That's a tough question!
First things first, any threshold you may choose to determine statistical significance is arbitrary. The fact that most people use a $5\%$ $p$-value does not make it more correct than any other. So, in some sense, you should think of statistical significance as a "spectrum" rather than a black-or-white subject.
Let's assume we have a null hypothesis $H_0$ (for example, groups $A$ and $B$ show the same mean for variable $X$, or the population mean for variable $Y$ is below 5). You can think of the null hypothesis as the "no trend" hypothesis. We gather some data to check whether we can disprove $H_0$ (the null hypothesis is never "proved true"). With our sample, we make some statistics and eventually get a $p$-value. Put shortly, the $p$-value is the probability that pure chance would produce results equally (or more) extreme than those we got, assuming of course $H_0$ to be true (i.e., no trend).
If we get a "low" $p$-value, we say that chance rarely produces results as those, therefore we reject $H_0$ (there's statistically significant evidence that $H_0$ could be false). If we get a "high" $p$-value, then the results are more likely to be a result of luck, rather than actual trend. We don't say $H_0$ is true, but rather, that further studying should take place in order to reject it.
WARNING: A $p$-value of $23\%$ does not mean that there is a $23\%$ chance of there not being any trend, but rather, that chance generates results as those $23\%$ of the time, which sounds similar, but is a completely different thing. For example, if I claim something ridiculous, like "I can predict results of rolling dice an hour before they take place," we make an experiment to check the null hypothesis $H_0:=$"I cannot do such thing" and get a $0.5\%$ $p-$value, you would still have good reason not to believe me, despite the statistical significance.
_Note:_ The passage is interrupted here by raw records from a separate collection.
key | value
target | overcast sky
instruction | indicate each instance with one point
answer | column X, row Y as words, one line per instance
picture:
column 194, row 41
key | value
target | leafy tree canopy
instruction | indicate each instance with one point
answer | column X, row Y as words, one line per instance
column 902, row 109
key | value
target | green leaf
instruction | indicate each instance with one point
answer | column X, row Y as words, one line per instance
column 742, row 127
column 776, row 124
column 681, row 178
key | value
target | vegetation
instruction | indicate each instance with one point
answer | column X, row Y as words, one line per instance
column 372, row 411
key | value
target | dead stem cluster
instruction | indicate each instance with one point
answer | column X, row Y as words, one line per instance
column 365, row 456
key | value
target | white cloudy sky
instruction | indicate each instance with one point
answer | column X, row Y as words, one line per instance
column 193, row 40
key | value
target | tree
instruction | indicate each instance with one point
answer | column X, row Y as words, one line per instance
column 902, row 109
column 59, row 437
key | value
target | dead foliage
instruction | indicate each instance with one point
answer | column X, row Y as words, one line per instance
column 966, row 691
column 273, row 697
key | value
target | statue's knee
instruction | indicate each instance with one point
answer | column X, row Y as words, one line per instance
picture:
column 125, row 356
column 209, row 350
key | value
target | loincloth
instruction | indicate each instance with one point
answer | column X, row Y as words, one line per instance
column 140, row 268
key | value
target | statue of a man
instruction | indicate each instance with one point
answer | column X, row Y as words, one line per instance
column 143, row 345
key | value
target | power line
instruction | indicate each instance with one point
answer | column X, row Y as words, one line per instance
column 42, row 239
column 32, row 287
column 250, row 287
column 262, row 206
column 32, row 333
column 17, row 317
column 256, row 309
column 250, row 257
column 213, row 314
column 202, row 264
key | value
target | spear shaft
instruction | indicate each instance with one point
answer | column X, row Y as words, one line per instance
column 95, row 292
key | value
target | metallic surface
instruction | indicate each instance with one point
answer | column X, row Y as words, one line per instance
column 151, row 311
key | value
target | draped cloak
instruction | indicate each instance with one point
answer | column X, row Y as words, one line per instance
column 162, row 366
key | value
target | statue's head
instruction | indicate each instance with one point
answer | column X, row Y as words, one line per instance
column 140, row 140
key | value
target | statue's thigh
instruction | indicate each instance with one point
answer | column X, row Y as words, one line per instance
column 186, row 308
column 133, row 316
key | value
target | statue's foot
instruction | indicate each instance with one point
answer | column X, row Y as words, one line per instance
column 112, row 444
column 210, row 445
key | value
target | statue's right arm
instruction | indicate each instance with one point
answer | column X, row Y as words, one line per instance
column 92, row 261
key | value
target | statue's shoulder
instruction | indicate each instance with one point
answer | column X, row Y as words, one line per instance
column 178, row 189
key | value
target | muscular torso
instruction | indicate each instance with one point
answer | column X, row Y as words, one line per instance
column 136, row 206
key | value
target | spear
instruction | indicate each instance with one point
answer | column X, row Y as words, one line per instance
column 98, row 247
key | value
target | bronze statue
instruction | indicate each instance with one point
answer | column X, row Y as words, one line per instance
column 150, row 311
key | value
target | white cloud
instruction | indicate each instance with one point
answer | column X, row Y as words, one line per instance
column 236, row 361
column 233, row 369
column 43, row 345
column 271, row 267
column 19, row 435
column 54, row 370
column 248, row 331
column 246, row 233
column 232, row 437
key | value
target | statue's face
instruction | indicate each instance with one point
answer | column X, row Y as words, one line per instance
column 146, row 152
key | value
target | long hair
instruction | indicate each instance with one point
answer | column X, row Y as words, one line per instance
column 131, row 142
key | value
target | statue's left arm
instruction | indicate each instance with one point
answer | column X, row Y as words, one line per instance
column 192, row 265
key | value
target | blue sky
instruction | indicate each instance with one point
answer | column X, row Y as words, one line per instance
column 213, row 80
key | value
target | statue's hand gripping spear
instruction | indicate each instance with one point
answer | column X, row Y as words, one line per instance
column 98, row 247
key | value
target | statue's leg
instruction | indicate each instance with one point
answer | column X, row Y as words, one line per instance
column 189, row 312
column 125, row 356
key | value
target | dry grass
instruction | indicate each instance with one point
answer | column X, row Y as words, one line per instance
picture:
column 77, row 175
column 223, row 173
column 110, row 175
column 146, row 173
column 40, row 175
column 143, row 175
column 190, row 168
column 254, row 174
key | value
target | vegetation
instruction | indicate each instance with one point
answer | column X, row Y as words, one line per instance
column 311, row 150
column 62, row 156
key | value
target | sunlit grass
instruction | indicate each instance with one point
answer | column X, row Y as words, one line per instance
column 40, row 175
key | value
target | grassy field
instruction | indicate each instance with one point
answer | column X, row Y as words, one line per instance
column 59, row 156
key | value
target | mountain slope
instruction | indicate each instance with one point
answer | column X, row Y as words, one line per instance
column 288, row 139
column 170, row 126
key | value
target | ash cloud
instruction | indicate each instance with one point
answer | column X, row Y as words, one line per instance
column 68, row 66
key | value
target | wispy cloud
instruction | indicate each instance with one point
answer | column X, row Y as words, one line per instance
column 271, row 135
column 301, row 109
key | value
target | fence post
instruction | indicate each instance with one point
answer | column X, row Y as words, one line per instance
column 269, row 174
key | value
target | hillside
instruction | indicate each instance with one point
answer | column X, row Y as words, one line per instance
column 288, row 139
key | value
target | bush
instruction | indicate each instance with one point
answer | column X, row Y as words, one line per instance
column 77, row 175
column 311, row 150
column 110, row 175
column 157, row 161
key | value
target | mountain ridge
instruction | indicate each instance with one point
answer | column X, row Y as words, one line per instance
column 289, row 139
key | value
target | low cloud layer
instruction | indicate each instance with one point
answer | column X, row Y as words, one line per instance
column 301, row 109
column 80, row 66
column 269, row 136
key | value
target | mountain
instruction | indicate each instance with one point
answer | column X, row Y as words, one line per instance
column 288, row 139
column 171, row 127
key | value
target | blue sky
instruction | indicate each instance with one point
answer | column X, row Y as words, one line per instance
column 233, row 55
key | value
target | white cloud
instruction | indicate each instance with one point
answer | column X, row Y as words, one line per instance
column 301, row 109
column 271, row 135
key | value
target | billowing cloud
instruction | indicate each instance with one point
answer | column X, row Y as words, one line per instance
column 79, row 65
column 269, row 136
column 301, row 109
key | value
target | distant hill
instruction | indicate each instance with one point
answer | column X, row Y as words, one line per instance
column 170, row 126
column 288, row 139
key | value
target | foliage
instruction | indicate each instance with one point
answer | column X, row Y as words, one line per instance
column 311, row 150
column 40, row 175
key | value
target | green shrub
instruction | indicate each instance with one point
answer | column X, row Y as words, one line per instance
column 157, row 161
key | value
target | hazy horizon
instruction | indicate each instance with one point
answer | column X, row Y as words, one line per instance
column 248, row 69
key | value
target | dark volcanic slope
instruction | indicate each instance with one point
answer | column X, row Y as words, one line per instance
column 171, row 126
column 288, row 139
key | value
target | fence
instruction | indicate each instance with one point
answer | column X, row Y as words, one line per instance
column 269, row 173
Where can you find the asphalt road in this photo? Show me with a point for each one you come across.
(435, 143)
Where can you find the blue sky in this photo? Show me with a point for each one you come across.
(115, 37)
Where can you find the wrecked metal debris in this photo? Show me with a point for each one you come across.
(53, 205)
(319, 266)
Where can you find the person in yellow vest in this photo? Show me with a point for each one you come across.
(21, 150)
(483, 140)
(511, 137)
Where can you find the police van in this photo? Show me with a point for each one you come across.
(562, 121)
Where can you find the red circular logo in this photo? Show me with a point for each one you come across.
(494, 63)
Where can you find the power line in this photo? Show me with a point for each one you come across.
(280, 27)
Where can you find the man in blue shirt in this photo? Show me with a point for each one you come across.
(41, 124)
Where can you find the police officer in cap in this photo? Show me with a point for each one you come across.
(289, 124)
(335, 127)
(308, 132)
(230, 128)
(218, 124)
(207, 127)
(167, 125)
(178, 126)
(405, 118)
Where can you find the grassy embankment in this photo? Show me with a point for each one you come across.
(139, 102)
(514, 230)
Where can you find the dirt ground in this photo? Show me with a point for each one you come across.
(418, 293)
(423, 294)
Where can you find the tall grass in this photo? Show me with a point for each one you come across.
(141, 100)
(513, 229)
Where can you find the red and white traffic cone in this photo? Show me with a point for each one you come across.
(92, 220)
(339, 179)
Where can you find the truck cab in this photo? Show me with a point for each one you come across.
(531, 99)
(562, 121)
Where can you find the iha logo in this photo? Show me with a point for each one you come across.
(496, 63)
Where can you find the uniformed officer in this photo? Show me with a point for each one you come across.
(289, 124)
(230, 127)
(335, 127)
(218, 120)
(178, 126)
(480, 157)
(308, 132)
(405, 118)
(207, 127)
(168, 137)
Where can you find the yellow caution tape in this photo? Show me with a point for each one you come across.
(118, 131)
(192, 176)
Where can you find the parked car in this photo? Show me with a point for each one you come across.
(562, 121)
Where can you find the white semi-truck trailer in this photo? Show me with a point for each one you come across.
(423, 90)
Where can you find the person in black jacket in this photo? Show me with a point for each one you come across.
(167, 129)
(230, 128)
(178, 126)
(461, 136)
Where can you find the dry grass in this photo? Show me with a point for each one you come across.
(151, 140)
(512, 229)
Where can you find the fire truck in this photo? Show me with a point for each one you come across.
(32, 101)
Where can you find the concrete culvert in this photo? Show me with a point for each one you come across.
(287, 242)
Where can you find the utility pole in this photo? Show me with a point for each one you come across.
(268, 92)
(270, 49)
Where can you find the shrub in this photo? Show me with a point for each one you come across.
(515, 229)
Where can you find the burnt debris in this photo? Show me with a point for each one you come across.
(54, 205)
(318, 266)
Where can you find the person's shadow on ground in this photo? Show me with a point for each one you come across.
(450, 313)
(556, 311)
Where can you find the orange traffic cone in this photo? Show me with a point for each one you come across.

So, with these ideas in mind, let's go back to your main question. Let's say we want to check if increasing the dose of drug $X$ has an effect on the likelihood of patients that survive a certain disease. We perform an experiment, fit a logistic regression model (taking into account many other variables) and check for significance on the coefficient associated with the "dose" variable (calling that coefficient $\beta$, we'd test a null hypothesis $H_0:$ $\beta=0$ or maybe, $\beta \leq 0$. In English, "the drug has no effect" or "the drug has either no or negative effect."
The results of the experiment throw a positive beta, but the test $\beta=0$ stays at 0.79. Can we say there is a trend? Well, that would really diminish the meaning of "trend". If we accept that kind of thing, basically half of all experiments we make would show "trends," even when testing for the most ridiculous things.
So, in conclusion, I think it is dishonest to claim that our drug makes any difference. What we should say, instead, is that our drug should not be put into production unless further testing is made. Indeed, my say would be that we should still be careful about the claims we make even when statistical significance is reached. Would you take that drug if chance had a $4\%$ of generating those results? This is why research replication and peer-reviewing is critical.
I hope this too-wordy explanation helps you sort your ideas. The summary is that you are absolutely right! We shouldn't fill our reports, whether it's for research, business, or whatever, with wild claims supported by little evidence. If you really think there is a trend, but you didn't reach statistical significance, then repeat the experiment with more data!